Snake Doc, I agree. Remember back when a linebacker could get within 5 yards of the QB before without them throwing a roughing the passer flag?

Too Legit to Quit

February 16th, 2011
4:35 pm

What drives me nuts is the proposed 18-game schedule. The League doesn’t need to switch a home pre-season game to a regular season game. They need to reduce the price of that home pre-season game, keeping the season ticket holders happy, players happy and mitigating the chance for increased injuries. Everybody’s happy. Except greedy owners. I already kinda get tired of football around mid-December. Now we’ll have to play into mid-February. It’s crazy talk.

Ted Striker

February 16th, 2011
4:46 pm

If college players ever figure out how to set up a union and take on the NCAA, the world will be their oyster. And the heads’ of college presidents will start to explode across the country, one by one.

fitzgerald

February 16th, 2011
4:48 pm

Both sides are greedy scumbags. Enough said about that. If players need health insurance, don’t they make enough money to buy their own insurance? If not, play and wait until 2014 and Obamacare will take care of them. Why not go to one year contracts for every player? Every year put players in one giant pool and every team will get the same amount of players at each position. Or, perhaps better yet, rotate players of each position to a different team every year. That way, a player could play 32 years on 32 one year contracts. Crazy? No more than what is going on now.

Realtalk

February 16th, 2011
4:51 pm

Goodell is such a Jerk. Worst Commish ever. All he has is bad ideas. He reminds me of our Political Elite in Washington. They don’t care what the PEOPLE have to say. Stay with me… Taking the NFL to Europe-BAD IDEA, Wants to take a super bowl there-BAD, Wants a 18 Games-BAD, All the TV and Play stops because of Instant Reply-BAD. Get rid of this Jerk.
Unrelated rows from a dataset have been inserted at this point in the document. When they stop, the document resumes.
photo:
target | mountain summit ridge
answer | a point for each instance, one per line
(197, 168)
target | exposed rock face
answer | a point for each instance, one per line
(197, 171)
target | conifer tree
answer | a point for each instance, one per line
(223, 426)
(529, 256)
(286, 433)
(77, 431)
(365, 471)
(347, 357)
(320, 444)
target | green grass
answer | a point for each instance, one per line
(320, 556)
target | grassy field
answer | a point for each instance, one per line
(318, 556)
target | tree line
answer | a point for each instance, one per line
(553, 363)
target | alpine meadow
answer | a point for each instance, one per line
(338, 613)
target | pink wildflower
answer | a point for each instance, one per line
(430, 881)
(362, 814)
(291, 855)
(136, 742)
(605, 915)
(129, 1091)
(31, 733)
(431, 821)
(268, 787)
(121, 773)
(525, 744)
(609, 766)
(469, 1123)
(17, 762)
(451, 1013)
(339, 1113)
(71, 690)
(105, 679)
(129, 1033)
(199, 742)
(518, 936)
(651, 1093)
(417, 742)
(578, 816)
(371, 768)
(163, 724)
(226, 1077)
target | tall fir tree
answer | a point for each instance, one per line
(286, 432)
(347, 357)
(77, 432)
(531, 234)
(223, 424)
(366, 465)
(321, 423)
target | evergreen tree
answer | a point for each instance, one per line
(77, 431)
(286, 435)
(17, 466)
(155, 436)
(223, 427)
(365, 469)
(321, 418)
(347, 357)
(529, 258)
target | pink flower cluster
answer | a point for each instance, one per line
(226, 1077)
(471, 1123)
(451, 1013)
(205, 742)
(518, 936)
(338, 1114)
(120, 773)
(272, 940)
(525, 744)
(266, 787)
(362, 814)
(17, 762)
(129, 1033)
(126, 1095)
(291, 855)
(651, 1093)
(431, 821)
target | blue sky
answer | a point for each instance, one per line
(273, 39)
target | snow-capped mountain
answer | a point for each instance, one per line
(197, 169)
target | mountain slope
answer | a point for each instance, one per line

He is bad for the game. No one except the Owners wants this. They can care less about players safety. It is all about money and not about the fans. Why just look at what happened at the Superbowl this year….
BTW, Twitter is for morons too.

[...] This post was mentioned on Twitter by drsports 845, Darrell From Ga, James Barber, John Bestdeal, Jeff Schultz and others. Jeff Schultz said: Roger Goodell should be negotiating, not Tweeting for clicks http://bit.ly/h2bI09 [...]

PMC

February 16th, 2011
5:01 pm

The health insurance thing is ridiculous because the poorest player in the league easily makes enough money to plunk down even very expensive single family premiums. That’s a red herring.

The issue is, there’s nothing wrong with this CBA and the owners killed it.

Sports Review

February 16th, 2011
5:02 pm

[...] Atlanta Journal Constitution (blog) [...]

PMC

February 16th, 2011
5:02 pm

Ted Striker, the EA sports suit about the NCAA football video game going on currently… is very interesting.

Joe Tess Fish House

February 16th, 2011
5:07 pm

I hope Mr Blanks loks the Flacons out next session. They were horible against the Pack. How dare they enflict there poor play on us 1 more year. Go ahead and go in strike IM not goin 2 eath N E games next year.